Más allá de esa ruta central, cada una de las regiones periféricas de Glacier tiene su propia personalidad. Many Glacier es el principal distrito de senderismo y vida silvestre del parque, donde lagos famosos, hoteles históricos, empinadas paredes de valle y un terreno repleto de senderos crean la experiencia más clásica de los “Alpes suizos de Montana”. Two Medicine es más tranquilo, más íntimo y a menudo más gratificante para los visitantes que quieren paisajes impresionantes sin el mismo nivel de congestión; combina territorio de lagos, sólidas caminatas de un día y una profunda historia cultural. The North Fork, que incluye Polebridge y el remoto borde oeste cerca de Bowman y Kintla Lakes, muestra a Glacier en su versión más agreste y sin pulir: caminos polvorientos, menos servicios, gran soledad y un aire de frontera que atrae a los viajeros independientes. Goat Haunt y el lejano backcountry del norte del parque son aún más remotos, realmente el territorio de navegantes, mochileros y visitantes que organizan su viaje en torno al aislamiento más que a la comodidad.

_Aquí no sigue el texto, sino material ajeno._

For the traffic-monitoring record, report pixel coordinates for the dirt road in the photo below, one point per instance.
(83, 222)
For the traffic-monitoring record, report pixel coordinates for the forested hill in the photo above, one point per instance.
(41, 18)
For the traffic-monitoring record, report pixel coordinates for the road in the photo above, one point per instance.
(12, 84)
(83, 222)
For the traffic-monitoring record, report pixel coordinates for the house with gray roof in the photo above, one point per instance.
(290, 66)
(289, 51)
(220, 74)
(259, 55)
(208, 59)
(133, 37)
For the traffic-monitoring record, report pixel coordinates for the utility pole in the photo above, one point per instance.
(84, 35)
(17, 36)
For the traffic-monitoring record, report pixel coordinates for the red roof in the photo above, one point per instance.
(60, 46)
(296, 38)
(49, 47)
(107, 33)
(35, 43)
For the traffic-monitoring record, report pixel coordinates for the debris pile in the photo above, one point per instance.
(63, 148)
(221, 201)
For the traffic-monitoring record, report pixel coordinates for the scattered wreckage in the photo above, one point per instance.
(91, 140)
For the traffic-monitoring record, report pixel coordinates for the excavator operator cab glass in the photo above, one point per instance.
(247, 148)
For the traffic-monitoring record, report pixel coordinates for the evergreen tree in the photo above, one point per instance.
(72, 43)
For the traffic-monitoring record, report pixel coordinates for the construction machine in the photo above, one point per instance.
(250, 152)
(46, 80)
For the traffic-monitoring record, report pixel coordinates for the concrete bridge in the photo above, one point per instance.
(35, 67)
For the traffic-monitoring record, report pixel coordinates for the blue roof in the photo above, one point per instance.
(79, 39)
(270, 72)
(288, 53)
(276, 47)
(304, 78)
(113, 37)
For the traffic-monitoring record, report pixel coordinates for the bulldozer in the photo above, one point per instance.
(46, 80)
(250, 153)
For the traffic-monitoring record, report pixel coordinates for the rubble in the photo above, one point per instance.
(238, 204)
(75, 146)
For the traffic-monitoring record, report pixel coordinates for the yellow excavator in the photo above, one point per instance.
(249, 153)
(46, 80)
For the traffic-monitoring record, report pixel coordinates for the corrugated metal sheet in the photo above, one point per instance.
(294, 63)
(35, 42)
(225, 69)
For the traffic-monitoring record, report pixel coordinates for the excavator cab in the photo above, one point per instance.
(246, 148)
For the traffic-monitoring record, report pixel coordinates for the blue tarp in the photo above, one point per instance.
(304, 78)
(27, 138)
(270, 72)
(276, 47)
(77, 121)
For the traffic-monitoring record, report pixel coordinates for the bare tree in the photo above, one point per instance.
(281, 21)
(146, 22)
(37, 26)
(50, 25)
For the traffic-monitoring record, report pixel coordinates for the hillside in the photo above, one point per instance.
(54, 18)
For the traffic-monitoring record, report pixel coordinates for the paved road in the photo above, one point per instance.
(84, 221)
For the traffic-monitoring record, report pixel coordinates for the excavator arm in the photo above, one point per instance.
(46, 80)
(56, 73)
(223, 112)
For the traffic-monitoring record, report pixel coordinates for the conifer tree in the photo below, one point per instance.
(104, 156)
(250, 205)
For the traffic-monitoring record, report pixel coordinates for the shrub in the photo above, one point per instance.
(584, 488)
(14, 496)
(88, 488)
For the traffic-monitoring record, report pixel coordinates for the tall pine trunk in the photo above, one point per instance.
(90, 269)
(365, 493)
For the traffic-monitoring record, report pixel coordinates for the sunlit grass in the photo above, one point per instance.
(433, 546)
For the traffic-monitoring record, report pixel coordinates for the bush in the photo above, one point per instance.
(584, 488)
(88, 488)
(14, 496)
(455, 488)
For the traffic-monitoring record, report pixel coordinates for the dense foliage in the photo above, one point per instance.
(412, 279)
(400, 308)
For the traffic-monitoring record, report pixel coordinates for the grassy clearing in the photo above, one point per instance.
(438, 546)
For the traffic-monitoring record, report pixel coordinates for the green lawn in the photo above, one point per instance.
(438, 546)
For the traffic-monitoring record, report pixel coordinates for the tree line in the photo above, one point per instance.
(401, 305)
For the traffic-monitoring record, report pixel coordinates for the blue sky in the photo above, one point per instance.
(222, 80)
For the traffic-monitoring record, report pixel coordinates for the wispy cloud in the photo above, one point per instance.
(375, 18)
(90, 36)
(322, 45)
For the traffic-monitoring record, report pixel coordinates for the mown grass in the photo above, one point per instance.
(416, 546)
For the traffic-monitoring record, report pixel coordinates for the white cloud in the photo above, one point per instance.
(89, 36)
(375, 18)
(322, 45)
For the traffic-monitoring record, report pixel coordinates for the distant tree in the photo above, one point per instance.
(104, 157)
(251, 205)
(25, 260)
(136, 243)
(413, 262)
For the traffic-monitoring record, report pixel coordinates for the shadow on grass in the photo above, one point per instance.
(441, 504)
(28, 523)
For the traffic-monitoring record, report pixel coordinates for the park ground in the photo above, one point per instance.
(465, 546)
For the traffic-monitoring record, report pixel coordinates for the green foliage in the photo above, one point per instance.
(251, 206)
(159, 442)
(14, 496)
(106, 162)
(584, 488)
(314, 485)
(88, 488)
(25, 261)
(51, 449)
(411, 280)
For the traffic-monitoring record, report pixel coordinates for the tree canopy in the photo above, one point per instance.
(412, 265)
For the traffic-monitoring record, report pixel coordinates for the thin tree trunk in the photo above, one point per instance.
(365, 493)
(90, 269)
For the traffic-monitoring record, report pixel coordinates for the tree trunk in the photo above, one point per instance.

Para la mayoría de los visitantes, la mejor manera de recorrerlo es combinar regiones en lugar de intentar “hacer” todo Glacier de una sola vez. Un primer viaje suele funcionar mejor con el corredor Lake McDonald–Logan Pass–St. Mary como base, y luego un día completo en Many Glacier o Two Medicine según prefieras los paisajes más emblemáticos y espectaculares o un ritmo más tranquilo y relajado. Añade The North Fork si te atrae la aventura por caminos secundarios y no te importa viajar más despacio. En resumen, Glacier recompensa la concentración: elige una o dos áreas por viaje, deja que los tiempos de traslado guíen tus ambiciones y explora cada región por aquello que mejor ofrece en lugar de apresurarte a cruzar todo el parque de un millón de acres.